Laboratory for Computational Physiology, Massachusetts Institute of Technology, Cambridge, Massachusetts, USA
Department of Ophthalmology, Sao Paulo Federal University, Sao Paulo, Brazil.
BMJ Open Ophthalmol. 2023 Aug;8(1). doi: 10.1136/bmjophth-2022-001216.
Retinopathy of prematurity (ROP) is a vasoproliferative disease responsible for more than 30 000 blind children worldwide. Its diagnosis and treatment are challenging due to the lack of specialists, divergent diagnostic concordance and variation in classification standards. While artificial intelligence (AI) can address the shortage of professionals and provide more cost-effective management, its development needs fairness, generalisability and bias controls prior to deployment to avoid producing harmful unpredictable results. This review aims to compare AI and ROP study's characteristics, fairness and generalisability efforts.
Our review yielded 220 articles, of which 18 were included after full-text assessment. The articles were classified into ROP severity grading, plus detection, detecting treatment requiring, ROP prediction and detection of retinal zones.
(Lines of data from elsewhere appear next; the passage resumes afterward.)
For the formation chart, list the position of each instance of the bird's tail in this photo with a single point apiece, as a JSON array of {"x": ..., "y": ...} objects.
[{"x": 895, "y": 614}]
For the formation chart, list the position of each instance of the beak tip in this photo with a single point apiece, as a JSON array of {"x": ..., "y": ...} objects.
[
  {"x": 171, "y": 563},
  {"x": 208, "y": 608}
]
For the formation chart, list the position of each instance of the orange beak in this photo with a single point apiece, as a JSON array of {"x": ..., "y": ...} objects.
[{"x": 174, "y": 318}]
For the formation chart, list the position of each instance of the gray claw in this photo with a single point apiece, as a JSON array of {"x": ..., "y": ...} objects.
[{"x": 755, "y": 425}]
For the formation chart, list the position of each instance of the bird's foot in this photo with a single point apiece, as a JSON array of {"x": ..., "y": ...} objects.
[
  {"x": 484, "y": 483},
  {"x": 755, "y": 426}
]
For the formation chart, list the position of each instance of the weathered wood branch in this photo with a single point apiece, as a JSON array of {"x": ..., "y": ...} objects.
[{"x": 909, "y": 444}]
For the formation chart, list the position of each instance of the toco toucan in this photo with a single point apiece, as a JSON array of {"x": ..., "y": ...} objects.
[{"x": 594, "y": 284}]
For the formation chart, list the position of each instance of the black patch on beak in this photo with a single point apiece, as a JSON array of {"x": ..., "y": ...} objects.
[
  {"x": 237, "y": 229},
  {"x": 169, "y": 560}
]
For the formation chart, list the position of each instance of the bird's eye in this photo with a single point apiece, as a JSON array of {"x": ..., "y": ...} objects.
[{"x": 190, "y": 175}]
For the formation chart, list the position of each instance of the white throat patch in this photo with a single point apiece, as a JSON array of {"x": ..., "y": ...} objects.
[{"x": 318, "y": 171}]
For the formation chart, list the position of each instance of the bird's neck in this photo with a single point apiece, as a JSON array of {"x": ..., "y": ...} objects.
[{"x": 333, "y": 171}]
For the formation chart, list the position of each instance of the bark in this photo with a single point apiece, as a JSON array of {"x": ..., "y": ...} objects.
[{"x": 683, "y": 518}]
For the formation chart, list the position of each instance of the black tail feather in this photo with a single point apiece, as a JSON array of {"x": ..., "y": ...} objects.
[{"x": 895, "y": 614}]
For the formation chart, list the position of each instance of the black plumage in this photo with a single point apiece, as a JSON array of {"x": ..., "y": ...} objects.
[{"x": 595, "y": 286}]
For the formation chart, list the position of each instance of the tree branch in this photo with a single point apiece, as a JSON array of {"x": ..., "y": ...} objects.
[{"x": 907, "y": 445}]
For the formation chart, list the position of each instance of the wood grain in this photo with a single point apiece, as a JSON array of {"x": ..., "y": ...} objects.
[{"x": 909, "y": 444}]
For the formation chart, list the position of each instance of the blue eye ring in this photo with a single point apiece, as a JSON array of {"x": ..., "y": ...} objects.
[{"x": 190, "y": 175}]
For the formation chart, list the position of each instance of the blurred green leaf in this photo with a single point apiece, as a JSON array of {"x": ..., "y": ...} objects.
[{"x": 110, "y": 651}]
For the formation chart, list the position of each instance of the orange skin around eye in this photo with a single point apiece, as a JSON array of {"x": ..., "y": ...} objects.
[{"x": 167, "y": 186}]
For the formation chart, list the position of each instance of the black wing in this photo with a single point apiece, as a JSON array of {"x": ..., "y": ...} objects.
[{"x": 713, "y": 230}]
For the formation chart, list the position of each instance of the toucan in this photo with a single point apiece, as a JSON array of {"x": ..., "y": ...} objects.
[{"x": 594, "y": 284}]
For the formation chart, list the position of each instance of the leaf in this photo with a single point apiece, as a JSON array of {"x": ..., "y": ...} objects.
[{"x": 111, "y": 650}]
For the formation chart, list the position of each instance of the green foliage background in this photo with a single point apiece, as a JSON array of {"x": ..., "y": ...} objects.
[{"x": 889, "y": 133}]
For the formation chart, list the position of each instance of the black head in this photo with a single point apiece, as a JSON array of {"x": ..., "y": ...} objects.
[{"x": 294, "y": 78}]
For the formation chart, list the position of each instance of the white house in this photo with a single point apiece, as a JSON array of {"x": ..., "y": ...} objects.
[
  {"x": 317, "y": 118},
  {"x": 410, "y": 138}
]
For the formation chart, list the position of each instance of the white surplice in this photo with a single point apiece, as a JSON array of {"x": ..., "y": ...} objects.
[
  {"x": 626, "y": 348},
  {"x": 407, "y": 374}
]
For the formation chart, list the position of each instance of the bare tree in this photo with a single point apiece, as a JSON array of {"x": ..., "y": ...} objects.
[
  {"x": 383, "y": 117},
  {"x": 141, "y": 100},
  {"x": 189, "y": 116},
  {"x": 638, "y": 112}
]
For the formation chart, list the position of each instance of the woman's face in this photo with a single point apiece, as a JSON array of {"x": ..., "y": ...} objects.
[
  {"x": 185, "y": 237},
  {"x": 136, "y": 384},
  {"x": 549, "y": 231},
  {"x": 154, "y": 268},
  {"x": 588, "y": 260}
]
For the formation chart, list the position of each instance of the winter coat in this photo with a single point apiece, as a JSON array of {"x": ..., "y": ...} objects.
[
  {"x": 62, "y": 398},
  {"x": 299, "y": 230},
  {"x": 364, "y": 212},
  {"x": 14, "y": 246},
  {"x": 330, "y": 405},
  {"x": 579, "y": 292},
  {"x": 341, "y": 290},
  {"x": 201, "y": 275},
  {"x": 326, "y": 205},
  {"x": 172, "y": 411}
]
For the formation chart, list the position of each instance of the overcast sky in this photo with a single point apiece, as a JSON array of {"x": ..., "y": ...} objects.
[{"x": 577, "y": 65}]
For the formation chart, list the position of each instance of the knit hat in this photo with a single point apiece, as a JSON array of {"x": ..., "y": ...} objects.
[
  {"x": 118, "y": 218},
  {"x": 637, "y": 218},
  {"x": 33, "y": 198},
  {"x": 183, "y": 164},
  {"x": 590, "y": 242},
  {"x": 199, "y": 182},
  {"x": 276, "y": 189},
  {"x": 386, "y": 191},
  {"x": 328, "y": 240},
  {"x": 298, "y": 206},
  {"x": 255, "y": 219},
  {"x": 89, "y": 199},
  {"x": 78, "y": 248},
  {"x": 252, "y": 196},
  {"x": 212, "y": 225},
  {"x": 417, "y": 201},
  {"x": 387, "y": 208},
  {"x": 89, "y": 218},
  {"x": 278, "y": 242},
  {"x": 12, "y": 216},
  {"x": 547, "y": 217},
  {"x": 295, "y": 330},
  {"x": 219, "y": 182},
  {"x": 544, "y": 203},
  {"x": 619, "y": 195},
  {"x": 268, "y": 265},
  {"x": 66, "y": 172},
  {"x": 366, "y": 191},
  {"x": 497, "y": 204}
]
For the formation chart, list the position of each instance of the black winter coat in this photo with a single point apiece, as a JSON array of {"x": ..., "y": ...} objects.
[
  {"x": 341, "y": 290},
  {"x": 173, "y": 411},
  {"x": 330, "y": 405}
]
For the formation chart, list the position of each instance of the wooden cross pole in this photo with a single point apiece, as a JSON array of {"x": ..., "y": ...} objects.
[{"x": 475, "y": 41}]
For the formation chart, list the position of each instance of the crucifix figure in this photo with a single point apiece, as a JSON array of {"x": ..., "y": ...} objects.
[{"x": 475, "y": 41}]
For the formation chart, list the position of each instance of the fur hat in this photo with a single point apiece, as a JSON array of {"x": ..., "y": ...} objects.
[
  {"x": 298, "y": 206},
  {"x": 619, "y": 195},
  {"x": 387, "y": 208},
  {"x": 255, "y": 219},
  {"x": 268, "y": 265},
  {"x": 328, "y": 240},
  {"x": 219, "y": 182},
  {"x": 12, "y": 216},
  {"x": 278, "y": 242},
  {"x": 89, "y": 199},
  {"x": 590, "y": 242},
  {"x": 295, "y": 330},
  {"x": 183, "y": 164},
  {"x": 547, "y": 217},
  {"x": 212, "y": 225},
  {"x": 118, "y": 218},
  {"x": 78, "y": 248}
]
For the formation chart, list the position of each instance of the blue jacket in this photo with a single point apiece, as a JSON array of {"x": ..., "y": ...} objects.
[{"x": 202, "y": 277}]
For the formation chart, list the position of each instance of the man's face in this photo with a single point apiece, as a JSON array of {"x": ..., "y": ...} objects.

All the article's authors and included patients are from middle-income and high-income countries, with no low-income countries, South America, Australia and Africa Continents representation.Code is available in two articles and in one on request, while data are not available in any article. 88.9% of the studies use the same retinal camera. In two articles, patients' sex was described, but none applied a bias control in their models.
The reviewed articles included 180 228 images and reported good metrics, but fairness, generalisability and bias control remained limited. Reproducibility is also a critical limitation, with few articles sharing codes and none sharing data. Fair and generalisable ROP and AI studies are needed that include diverse datasets, data and code sharing, collaborative research, and bias control to avoid unpredictable and harmful deployments.
早产儿视网膜病变(ROP)是一种血管增生性疾病,在全球导致超过 3 万名儿童失明。由于缺乏专业人员、诊断一致性存在差异以及分类标准不同,ROP 的诊断和治疗极具挑战性。虽然人工智能(AI)可以解决专业人员短缺的问题,并提供更具成本效益的管理,但在部署之前,需要对其进行公平性、泛化能力和偏差控制,以避免产生不可预测的有害结果。本综述旨在比较 AI 和 ROP 研究的特点、公平性和泛化能力的努力。
我们的综述共产生了 220 篇文章,其中 18 篇经过全文评估后被纳入。这些文章被分为 ROP 严重程度分级、外加检测、检测需要治疗、ROP 预测和检测视网膜区域。
所有文章的作者和纳入的患者均来自中高收入国家,没有来自低收入国家、南美洲、澳大利亚和非洲的代表。有两篇文章提供了代码,有一篇文章应要求提供了代码,而没有文章提供数据。88.9%的研究使用了相同的视网膜相机。有两篇文章描述了患者的性别,但没有一篇文章在其模型中应用了偏差控制。
综述中纳入的 180228 张图像报告了良好的指标,但公平性、泛化能力和偏差控制仍然有限。可重复性也是一个关键的限制因素,很少有文章共享代码,也没有文章共享数据。需要开展公平和可泛化的 ROP 和 AI 研究,包括使用多样化数据集、数据和代码共享、协作研究以及偏差控制,以避免不可预测和有害的部署。